Millôr Fernandes certo dia escreveu naquela
página dupla chamada Pif-Paf, que publicava na revista O Cruzeiro: “Se o hábito
não faz o monge, fá-lo parecer de longe.”
Impossível síntese melhor. Jamais esqueci. Se é
verdade que um monge não se reduz ao hábito e nem é determinado por ele, o fato
é que, vestido de monge, parece exatamente isso: um monge.
Pois amanheci pensando nisso, a falta de coisa
melhor para pensar. Ainda dormindo em pé, enfiei os pés num par de chinelos –
muito macio e confortável – e fui pelo apartamento em busca de um copo de água.
Tomei a água e comecei a preparar meu café da manhã, uma das coisas mais
deliciosas que se pode fazer na vida. Ferver água. Separar o filtro de papel.
Retirar o café da geladeira. Colocar o pó no filtro com cuidado, na medida
certa. Dispor a mesa, o queijo, o peito de peru, a manteiga. E assim fui,
cabeceando de sono, compenetrado nessas tarefas matutinas como um monge que
rezasse o breviário.
Sempre me lembro dos frades do internato do
colégio Santo Antônio, em Blumenau, onde estudei até que me expulsassem por
justa causa. Saíamos do dormitório ainda na madrugada, sonolentos, esbarrando
uns nos outros, e íamos em direção ao refeitório. Mas era preciso esperar que
as portas fossem abertas. Ficávamos no pátio. Uns se divertiam em dar cascudos
nos outros, sendo que eu, pela sonolência talvez, olhava para um corredor
externo que corria ao longo do segundo andar, onde ficava o convento.

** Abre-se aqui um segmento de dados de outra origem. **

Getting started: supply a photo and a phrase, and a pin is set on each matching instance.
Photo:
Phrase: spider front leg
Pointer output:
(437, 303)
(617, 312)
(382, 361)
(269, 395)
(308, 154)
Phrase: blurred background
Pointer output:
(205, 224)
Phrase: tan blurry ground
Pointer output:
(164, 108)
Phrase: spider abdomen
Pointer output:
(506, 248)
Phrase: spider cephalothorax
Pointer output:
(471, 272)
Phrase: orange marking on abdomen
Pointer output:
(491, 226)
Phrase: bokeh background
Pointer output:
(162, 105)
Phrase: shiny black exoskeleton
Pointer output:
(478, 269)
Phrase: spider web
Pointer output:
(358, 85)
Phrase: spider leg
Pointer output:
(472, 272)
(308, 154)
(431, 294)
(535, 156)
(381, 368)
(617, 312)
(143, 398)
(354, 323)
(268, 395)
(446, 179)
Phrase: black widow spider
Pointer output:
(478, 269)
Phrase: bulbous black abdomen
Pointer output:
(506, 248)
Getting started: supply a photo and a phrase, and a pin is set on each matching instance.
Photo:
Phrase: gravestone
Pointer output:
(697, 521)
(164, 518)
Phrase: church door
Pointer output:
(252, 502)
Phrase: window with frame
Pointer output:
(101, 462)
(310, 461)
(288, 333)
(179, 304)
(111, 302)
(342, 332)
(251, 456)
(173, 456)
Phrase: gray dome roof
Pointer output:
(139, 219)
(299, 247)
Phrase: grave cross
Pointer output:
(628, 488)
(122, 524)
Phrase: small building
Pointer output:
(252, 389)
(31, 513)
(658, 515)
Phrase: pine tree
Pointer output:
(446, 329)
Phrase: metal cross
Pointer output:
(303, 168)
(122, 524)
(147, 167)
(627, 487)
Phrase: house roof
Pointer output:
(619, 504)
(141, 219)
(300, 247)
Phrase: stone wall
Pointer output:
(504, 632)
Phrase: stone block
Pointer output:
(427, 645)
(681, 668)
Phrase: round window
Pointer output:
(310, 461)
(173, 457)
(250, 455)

Lá estavam os frades, indo e vindo, o nariz
enfiado no breviário, o capuz marrom cobrindo suas cabeças. Era um espetáculo
notável. Andavam lentamente, em passos regulares, e rezavam, embora não fosse
possível ouvir suas vozes. Rezavam pelos pecados do mundo, pensava eu, ou pelos
próprios pecados, pois já naquela época tinha comigo que monges e frades também
acumulam um vasto repertório de pecados.
Hoje não sei se monges e frades rezam daquela
maneira quando o dia ainda não se colocou de pé e o sol teima em ficar
escondido. Mas aquele desfile piedoso era um autêntico espetáculo de fé;
afinal, quem duvidaria da fé de um frade enfatiotado numa batina marrom e tendo
sobre a cabeça um capuz solene?
Só interrompia a contemplação daquela andança
mística dos frades quando as portas do refeitório se abriam com estrondo,
manejadas por duas freirinhas pequeninas que eu veria nos filmes de Fellini
anos depois. A trilha sonora era o barulho de xícaras e talheres. A fome vencia
o estado de torpor e lá íamos tomar de assalto às mesas onde estavam os bules,
as xícaras, as fatias de pão, a manteiga e algum doce, que lá em Blumenau
chamam de chimia (do alemão schmier, graxa).
Confesso, para manter o clima religioso, que não
era nada disso que eu queria escrever, mas vamos em frente. Queria falar dos
chinelos. Esses que estou usando. Enquanto circulo de um lado para outro,
arrumando a mesa e fazendo café, percebo que meu passo é curto, lerdo,
cuidadoso, um tanto arrastado. Tudo bem, estou ainda sob os efeitos do sono.
Mas os chinelos é que determinam o ritmo dos meus passos. Determinam também o
modo como me preparo para tomar café. Criam um clima. Estou no meio de um
ritual sagrado.
Vou ser mais explícito, pois os leitores,
sobretudo se acabaram de abrir o jornal e ainda estão dormitando, terão
dificuldade de me entender. Proponho o seguinte: imaginem um general, desses
que usam coturnos e vão à guerra. Invadindo o Iraque, por exemplo. Imaginem se
retirássemos os seus coturnos e, nos seus pés, colocássemos um confortável par
de chinelos.
Fácil de entender. A fúria arrefeceria, os
passos de ganso com que marcham desapareceriam junto com qualquer desejo de
disparar um tiro. Quem vai disparar canhões com os pés enfiados em chinelos?
Eis como, contrariando meu santo predileto, Millôr, podemos demonstrar que o
hábito faz o monge.
Com chinelos, os exércitos desfilariam serenos
como frades. É verdade que os frades não usavam chinelos, usavam sandálias
franciscanas, mas dá no mesmo.
Por isso penso, nessa manhã preguiçosa, que
deveríamos distribuir chinelos para uso diário e profissional de militares,
executivos, políticos, urbanistas, engenheiros, professores, motoristas,
jornalistas, escritores, policiais e cronistas. O mundo seria mais pacífico,
menos sanguinário. Por conta dos chinelos.